NeMo_Canary / docs /source /audio /datasets.rst

Upload folder using huggingface_hub

b386992 verified about 1 month ago

4.87 kB

	Datasets
	========

	The `audio` collection expect the training, validation and tests datasets in either NeMo format or Lhotse format.

	NeMo Format
	-----------

	Each dataset consists of a set of utterances in individual audio files plus a manifest that describes the dataset, with information about one utterance per line (``.json``).
	There should be one manifest file per dataset that will be passed in, therefore, if the user wants separate training and validation datasets, they should also have separate manifests. Otherwise, they will be loading validation data with their training data and vice versa.

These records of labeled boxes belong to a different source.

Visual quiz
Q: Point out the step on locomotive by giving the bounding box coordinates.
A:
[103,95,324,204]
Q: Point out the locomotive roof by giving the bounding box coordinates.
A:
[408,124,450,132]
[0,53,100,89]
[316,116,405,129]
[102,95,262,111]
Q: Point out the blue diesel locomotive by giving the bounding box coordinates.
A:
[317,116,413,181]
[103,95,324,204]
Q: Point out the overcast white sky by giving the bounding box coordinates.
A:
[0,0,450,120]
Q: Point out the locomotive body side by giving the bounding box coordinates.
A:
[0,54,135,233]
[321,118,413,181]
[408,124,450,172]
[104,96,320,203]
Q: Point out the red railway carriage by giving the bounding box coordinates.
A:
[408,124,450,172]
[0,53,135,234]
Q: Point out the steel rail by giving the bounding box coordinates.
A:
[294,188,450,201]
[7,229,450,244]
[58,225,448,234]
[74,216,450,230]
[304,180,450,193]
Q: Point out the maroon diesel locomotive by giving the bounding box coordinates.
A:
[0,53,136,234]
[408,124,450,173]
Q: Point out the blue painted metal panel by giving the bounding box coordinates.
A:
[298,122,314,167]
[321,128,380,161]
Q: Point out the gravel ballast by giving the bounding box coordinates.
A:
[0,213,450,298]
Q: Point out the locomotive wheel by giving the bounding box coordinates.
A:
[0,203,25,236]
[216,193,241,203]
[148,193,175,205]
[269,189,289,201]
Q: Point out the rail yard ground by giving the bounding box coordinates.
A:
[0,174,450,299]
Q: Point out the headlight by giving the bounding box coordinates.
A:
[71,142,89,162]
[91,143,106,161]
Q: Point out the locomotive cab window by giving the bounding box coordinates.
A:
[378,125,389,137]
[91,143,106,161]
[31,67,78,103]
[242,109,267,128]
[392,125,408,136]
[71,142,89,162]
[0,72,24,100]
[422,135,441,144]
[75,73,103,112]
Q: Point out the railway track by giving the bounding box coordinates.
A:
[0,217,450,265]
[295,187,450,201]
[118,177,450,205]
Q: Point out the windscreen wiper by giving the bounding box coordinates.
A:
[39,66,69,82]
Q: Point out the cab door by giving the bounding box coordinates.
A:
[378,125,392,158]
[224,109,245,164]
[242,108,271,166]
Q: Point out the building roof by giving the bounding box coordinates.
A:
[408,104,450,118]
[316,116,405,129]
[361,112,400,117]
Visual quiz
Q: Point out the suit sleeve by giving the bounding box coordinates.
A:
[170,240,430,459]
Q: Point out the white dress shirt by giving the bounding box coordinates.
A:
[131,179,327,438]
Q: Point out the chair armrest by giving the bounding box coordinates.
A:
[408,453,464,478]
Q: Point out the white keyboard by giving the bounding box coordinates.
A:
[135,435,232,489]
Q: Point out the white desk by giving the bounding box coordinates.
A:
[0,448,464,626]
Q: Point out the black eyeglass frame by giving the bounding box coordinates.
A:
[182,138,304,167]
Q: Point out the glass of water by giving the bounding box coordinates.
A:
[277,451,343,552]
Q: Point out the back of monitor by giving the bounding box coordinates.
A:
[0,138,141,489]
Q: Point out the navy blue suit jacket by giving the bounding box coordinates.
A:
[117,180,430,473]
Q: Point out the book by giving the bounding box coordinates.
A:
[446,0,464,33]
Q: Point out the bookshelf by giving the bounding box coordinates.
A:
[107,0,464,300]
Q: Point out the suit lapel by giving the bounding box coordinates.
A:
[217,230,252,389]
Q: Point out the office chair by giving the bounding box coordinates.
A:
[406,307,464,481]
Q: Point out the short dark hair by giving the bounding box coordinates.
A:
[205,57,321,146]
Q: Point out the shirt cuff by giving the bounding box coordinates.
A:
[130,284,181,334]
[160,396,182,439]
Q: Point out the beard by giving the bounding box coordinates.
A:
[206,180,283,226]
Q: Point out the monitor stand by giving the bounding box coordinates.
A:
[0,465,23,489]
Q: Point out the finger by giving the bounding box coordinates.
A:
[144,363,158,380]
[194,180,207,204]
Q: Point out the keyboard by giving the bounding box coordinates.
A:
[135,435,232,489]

	In most applications, such as speech restoration or enhancement, the model aims to transform the input audio signal into the target audio signal. In this case, each line of the manifest should have the following structure:

	.. code-block:: json

	{"input_filepath": "/path/to/input_audio.wav", "target_filepath": "/path/to/target_audio.wav", "duration": 3.147}

	The :code:`input_filepath` field should provide either an absolute path to the audio file corresponding to the utterance, or a relative path with respect to the directory containing the manifest.
	The :code:`target_filepath` field should provide either an absolute path to the audio file corresponding to the utterance, or a relative path with respect to the directory containing the manifest.
	Note that keys for input and target audio can be custom, and can be configured in the model configuration file, as described in :ref:`Configs <audio-configs-nemo-dataset-configuration>`.

	Each entry in the manifest (describing one audio file) should be bordered by ``"{"`` and ``"}"`` and must be placed on one line. The ``"key": value`` pairs should be separated by a commas as shown above. NeMo enforces no blank lines in the manifest so that the total number of lines indicates the total number of audio files in the dataset.

	Once there is a manifest that describes each audio file in the dataset, assign the ``JSON`` manifest file path in the experiment config file, for example, ``training_ds.manifest_filepath=<path/to/manifest.json>``.

	For more information about the individual tarred datasets and the parameters available, including shuffling options, see the corresponding class APIs in the `Datasets <./api.html#Datasets>`_ section.


	Lhotse Format
	-------------

	NeMo supports using `Lhotse`_, a speech data handling library, as a dataloading option.
	Lhotse can be easily enabled using `use_lhotse=True` in the dataset configuration file, as described in :ref:`Lhotse dataset configuration <audio-configs-lhotse-dataset-configuration>`.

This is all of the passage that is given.